Ini menjadi tahun kedua UMY Grace diselenggarakan. Kali ini dengan mengusung tema “Engaging Youth in Community Development to Strengthen Nation’s Welfare”. UMY Grace kedua ini diikuti oleh 38 perguruan tinggi nasional dan internasional, terdapat 521 abstrak yang masuk, 360 paper, dan 230 presenter yang mempresentasikan skripsinya secara daring, Rabu (15/9).
“Generasi muda harus memahami bahwa penelitian adalah keterampilan dasar yang harus mereka miliki. Kita semua tahu, peluang menjadi seorang wirausahawan sangat melimpah bagi generasi muda. Namun semua itu, harus dilengkapi dengan perencanaan berbasis penelitian, sehingga tujuan, rencana, dan tindakan menjadi komponen paling efektif dan nyata.” ungkap Dr. Gunawan Budiyanto M.P., IPM., Rektor UMY dalam opening ceremony UMY Grace, Rabu sore (15/9).

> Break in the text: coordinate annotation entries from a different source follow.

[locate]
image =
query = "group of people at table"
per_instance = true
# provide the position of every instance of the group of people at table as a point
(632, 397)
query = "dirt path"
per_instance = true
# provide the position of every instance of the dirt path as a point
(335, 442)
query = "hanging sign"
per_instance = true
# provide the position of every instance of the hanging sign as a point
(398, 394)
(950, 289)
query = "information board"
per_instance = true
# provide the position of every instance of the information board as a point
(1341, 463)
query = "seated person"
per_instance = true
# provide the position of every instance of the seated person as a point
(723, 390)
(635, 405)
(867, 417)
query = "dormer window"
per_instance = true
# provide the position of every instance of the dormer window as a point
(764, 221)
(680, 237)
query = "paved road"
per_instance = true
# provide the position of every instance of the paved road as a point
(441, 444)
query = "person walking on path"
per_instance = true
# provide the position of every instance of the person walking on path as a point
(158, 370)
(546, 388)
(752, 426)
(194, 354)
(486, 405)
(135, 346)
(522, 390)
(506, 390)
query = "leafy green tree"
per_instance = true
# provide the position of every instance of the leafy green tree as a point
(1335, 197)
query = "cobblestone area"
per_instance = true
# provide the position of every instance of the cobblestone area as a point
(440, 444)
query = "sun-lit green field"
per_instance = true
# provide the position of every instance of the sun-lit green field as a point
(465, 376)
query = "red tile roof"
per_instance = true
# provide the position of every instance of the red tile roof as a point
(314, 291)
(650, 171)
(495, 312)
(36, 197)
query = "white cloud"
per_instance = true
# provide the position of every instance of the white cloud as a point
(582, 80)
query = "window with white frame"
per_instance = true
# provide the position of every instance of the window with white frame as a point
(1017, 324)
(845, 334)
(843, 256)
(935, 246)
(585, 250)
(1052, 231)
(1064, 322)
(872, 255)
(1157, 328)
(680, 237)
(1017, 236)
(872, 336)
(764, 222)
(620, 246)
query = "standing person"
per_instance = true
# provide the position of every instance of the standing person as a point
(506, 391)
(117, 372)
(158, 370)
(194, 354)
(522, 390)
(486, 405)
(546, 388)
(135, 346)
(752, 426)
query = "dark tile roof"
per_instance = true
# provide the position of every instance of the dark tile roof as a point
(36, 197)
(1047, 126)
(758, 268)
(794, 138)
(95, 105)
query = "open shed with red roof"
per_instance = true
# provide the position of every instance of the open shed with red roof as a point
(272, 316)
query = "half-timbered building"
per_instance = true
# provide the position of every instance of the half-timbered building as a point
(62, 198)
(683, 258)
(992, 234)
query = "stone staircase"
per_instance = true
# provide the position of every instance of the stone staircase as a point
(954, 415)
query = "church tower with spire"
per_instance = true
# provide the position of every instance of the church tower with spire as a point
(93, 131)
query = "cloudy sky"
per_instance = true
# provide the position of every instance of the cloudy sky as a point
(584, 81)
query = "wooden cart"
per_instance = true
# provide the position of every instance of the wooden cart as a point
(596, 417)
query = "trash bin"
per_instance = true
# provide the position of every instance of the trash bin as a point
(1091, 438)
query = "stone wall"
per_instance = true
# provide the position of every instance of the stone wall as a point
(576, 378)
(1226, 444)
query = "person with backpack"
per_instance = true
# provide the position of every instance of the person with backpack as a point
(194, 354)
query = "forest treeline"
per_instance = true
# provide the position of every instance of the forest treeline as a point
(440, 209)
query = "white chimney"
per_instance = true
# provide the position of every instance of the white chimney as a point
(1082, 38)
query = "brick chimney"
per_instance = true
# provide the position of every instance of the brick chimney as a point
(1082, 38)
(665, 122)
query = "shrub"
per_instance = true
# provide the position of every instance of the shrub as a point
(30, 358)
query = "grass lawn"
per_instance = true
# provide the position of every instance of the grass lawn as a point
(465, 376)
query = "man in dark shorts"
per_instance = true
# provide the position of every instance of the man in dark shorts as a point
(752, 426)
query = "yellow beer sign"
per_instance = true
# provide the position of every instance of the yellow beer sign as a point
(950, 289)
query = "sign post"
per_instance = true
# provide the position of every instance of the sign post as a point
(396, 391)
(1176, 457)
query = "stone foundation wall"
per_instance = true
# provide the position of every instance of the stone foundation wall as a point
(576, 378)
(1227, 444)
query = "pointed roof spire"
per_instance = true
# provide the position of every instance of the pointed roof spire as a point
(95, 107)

UMY Grace 2 memiliki 4 fokal yang dipertandingkan yaitu Manajemen Bisnis dan Akuntansi, Kesehatan dan Keperawatan, Sosial Humaniora, Studi Agama, Hukum, Teknik serta Teknologi. “Kegiatan ini dirancang agar generasi muda dari berbagai bidang ilmu dapat berkontribusi dalam menyalurkan ide-ide mereka untuk kepentingan SDG’s,” imbuh Gunawan.
Tidak hanya itu, UMY Grace 2 juga mengadakan sesi seminar dengan tiga pembicara diantaranya Wakil Rektor Bidang Kemahasiswaan, Alumni dan AIK UMY Prof. Hilman Latief, Ph.D. Lalu dosen dari Asia University, Taiwan Prof. Ying-Huei Chen, Ph.D. Serta Bramasta Nugraha, Ph.D., Associate Principal Scientist in vitro imaging specialist AstraZeneca BioPharmaceuticals R&D, sebuah perusahaan dari Goteborg Swedia.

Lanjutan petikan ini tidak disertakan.